Brown Syndrome: Treatment Options
For Brown syndrome causing hypotropia in primary position or significant abnormal head posture, surgical intervention with superior oblique tenectomy is the most effective treatment, while observation is appropriate for mild cases without functional impairment. 1
Initial Management Strategy
Observation is the first-line approach for most cases, as spontaneous resolution occurs more frequently than previously recognized across all subtypes of Brown syndrome 2. This conservative approach is particularly appropriate when:
- No hypotropia exists in primary position 1
- Abnormal head posture is minimal or absent 1
- The patient maintains functional binocular vision 2
Non-Surgical Treatment Options
For acquired Brown syndrome, particularly when associated with inflammation or trauma:
- Systemic corticosteroids may be administered to address underlying inflammatory causes 1
- Intra-trochlear steroid injections can be considered for localized inflammatory processes 1
- These approaches target the pathophysiology of restricted superior oblique tendon movement through the trochlea 1
Surgical Indications
Surgery becomes necessary when functional impairment occurs, specifically:
- Hypotropia present in primary gaze position 1
- Significant abnormal head posture affecting quality of life 1
- Persistent symptoms despite conservative management 2
Surgical Techniques
Superior Oblique Tenectomy (Most Effective)

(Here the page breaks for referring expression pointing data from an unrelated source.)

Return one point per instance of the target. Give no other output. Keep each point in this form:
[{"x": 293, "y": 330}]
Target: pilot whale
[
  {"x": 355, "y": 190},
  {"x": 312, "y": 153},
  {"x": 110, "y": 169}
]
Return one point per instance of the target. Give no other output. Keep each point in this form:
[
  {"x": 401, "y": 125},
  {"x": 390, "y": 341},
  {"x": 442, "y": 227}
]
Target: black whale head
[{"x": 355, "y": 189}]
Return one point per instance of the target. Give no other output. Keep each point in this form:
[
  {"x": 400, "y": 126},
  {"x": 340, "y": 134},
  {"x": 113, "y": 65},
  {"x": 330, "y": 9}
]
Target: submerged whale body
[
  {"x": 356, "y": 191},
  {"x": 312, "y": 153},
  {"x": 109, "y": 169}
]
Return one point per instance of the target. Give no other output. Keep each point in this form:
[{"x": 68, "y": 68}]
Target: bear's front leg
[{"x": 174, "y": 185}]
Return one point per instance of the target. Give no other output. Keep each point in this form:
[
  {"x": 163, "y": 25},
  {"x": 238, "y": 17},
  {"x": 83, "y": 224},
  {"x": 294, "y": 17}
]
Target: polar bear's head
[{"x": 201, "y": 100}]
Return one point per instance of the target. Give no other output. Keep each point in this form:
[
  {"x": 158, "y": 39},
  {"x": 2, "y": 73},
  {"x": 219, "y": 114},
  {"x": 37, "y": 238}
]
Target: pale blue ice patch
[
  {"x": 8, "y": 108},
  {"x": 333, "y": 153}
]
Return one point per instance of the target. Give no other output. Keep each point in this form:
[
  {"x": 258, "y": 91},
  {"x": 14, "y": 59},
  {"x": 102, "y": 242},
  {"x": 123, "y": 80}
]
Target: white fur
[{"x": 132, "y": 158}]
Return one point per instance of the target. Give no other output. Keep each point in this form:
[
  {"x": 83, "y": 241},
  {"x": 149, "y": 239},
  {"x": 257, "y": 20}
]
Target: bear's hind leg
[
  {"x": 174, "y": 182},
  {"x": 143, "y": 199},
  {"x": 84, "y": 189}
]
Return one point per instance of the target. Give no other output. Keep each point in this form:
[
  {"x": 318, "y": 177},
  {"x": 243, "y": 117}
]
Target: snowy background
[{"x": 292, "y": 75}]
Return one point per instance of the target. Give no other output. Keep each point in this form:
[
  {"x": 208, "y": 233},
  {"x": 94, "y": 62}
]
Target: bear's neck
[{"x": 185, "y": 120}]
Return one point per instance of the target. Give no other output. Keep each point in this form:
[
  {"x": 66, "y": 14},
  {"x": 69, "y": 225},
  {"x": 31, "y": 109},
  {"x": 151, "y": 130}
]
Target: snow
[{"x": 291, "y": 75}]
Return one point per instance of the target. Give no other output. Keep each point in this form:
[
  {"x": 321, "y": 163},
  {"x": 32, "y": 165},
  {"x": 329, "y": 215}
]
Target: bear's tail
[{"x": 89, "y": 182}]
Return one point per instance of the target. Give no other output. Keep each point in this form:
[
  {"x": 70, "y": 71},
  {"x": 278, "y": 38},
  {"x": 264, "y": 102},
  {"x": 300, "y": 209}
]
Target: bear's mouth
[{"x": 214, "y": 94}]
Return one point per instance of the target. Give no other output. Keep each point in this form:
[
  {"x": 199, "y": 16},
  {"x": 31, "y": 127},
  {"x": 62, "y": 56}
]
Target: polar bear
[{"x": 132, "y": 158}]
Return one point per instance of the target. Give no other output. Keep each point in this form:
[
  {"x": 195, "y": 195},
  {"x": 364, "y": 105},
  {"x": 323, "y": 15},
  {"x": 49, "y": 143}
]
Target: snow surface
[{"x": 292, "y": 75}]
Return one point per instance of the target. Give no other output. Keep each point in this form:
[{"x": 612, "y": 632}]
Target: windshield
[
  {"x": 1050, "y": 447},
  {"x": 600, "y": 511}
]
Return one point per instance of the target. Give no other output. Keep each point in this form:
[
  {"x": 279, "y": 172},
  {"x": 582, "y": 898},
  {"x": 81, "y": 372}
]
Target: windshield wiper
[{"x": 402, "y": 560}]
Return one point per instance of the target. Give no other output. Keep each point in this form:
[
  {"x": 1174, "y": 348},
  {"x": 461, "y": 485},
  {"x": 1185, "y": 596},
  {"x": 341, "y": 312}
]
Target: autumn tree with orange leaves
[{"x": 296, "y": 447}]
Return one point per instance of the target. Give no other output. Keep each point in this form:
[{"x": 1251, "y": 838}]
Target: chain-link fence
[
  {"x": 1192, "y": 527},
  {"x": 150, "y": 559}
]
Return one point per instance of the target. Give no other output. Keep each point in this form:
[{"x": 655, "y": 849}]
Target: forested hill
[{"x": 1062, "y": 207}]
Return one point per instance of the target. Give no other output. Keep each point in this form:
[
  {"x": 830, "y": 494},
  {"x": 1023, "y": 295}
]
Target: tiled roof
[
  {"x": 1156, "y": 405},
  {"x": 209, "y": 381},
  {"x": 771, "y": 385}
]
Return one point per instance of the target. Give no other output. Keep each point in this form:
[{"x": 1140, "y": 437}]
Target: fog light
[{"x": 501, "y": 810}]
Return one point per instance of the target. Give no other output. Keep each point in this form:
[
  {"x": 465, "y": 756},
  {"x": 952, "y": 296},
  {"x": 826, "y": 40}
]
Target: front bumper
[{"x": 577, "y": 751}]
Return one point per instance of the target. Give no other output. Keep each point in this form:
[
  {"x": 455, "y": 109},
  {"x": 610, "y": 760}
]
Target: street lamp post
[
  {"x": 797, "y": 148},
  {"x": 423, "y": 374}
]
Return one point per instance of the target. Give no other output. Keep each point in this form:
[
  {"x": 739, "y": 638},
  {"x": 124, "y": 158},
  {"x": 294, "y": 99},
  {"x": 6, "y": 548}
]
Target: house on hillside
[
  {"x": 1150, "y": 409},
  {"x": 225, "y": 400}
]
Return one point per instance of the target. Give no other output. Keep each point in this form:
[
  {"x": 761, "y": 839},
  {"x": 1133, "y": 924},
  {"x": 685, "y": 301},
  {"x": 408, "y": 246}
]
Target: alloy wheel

Complete tenotomy of the superior oblique tendon just medial to the superior rectus muscle provides the best surgical outcomes 3. The procedure works because:
- The cut tendon retracts only 8-10 mm medially due to capsular attachments to the trochlea 3
- This limited retraction prevents excessive weakening while relieving the restriction 3
- The underlying pathophysiology involves a fibrotic strand in the superior oblique muscle tendon that creates the elevation deficit 1
Critical Surgical Caveat
Iatrogenic superior oblique paralysis is a frequent complication, occurring in approximately two-thirds of patients (8 of 12 in one series) 4. This complication:
- Often requires additional corrective surgery 4
- Presents special clinical management challenges 4
- Must be discussed during informed consent 4
Alternative Surgical Approaches
Other techniques with variable success include:
- Silicon tendon expander placement for cases requiring controlled lengthening 1
- Z-tenotomy or split tendon lengthening (historically less successful than complete tenectomy) 3
- Traction/manipulation of the superior oblique tendon during surgical exploration, which has shown success in select acquired cases following trauma 5
Clinical Pearls
The restriction in Brown syndrome results from impaired movement of the superior oblique tendon through the trochlea pulley mechanism, not from the tendon sheath itself 2. This understanding has led to abandoning the original terminology "superior oblique tendon sheath syndrome" 2.
V-pattern strabismus commonly accompanies Brown syndrome and should be assessed during examination 1.